Ocoee’s Colony Plaza Hotel is razed as hundreds of people gather along the
corner of West Colonial Drive and McGuire Road to watch.
At 7:11 a.m. on Saturday, May 9, a Southwest Orlando landmark came to a spectacular end as hundreds of people gathered along the corner of West Colonial Drive and Maguire Road in Ocoee to witness the implosion of the Colony Plaza Hotel.
The hotel boasted a grand beginning, opening in 1968 as a Ramada Inn and vacation resort. Shortly thereafter, on April 30, 1969, Disney executives, who had rented the entire hotel, held an elaborate press event to introduce Walt Disney World Resort and officially announce the 1971 opening of the park.
Throughout the years, the pink hotel changed ownership, eventually becoming a time-share complex. Butch Stanley, fire marshal division chief of the Ocoee Fire Department, said the hotel was never condemned, but was cited in 2001 as being unsafe and uninhabitable. A faulty sprinkler system had activated on the fourth floor, leaving water damage, electrical issues and fire alarm problems.
The Colony Plaza quickly fell into disrepair and became the victim of vandals.
In January of this year, the city of Ocoee decided to move forward with the hotel’s removal. Given 75 days and a final budget of more than $700,000, Central Environmental Services Inc. began work on the demolition in March. According to CES President and Chief Executive Richard Lorenz, the first 39 days of the project involved removing asbestos and gutting the building, leaving just a concrete skeleton of the two seven-story hotel towers.

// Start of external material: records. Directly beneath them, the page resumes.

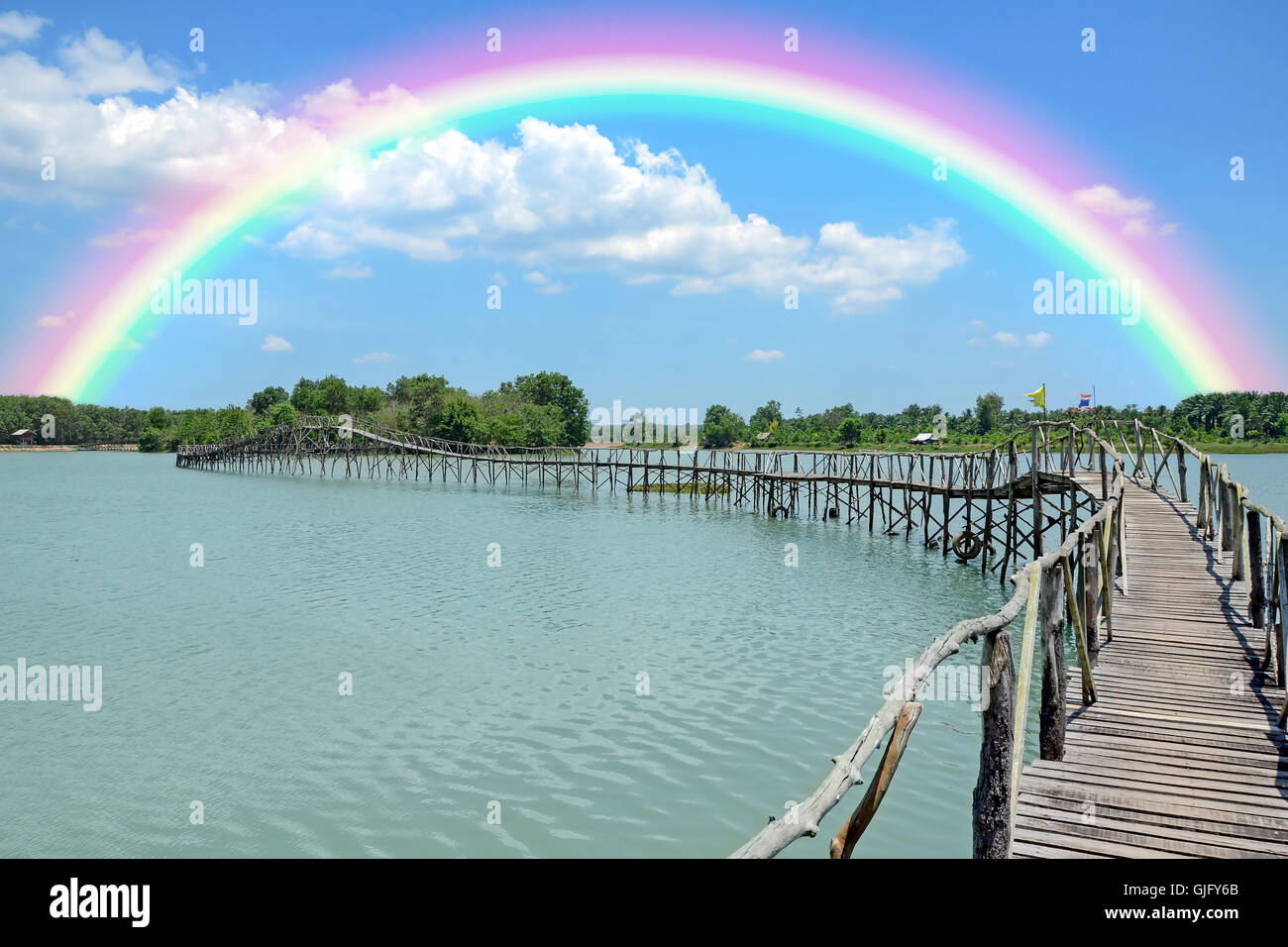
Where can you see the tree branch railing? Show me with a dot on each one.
(1050, 595)
(1072, 585)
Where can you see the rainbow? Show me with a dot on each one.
(1189, 329)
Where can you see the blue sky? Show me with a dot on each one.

At that point, the CES crew began drilling 1-foot-deep holes in the columns on the first and second floors for placement of half sticks of dynamite. Two days before the implosion, blast experts from Dykon Explosive Demolition Corp. in Tulsa, Okla., along with bomb squad members who wanted to learn from the experience, began loading dynamite into the columns, wiring the site and setting blasting caps.

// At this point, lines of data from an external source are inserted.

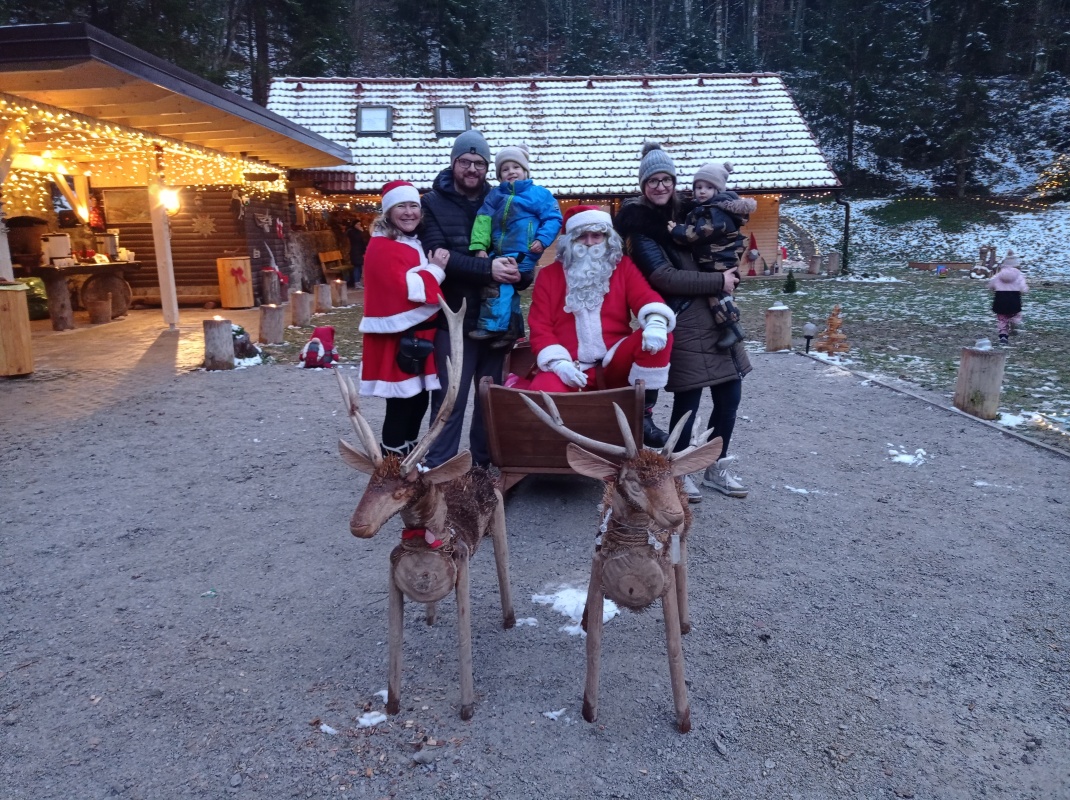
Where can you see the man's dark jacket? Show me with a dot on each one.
(448, 217)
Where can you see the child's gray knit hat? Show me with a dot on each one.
(655, 159)
(717, 174)
(518, 154)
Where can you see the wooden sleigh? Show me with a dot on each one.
(521, 445)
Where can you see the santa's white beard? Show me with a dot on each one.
(587, 271)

About 340 full sticks of dynamite were used to bring down the buildings.
In the end, the hotel fell in less than 30 seconds, sending up a cloud of dust from the crushed concrete as the crowd cheered.
“It came down perfectly,” Lorenz said. “It was a perfect day.”
Many families, including Joe, Rebekah, and Libby Fana of Prairie Lake Reserve, gathered with friends to experience the final moments of the hotel.
“I’m pleased to see this day,” Joe said. “The hotel had become an eyesore and source of illicit activity in the community. The redevelopment of the property will be a welcomed addition to the west Orange County area.”
Ocoee Assistant City Manager Jamie Croteau said that funds to pay for the demolition came from the Community Redevelopment Agency. Liens will be placed on the property to cover the costs of the demolition when it is eventually purchased by a developer.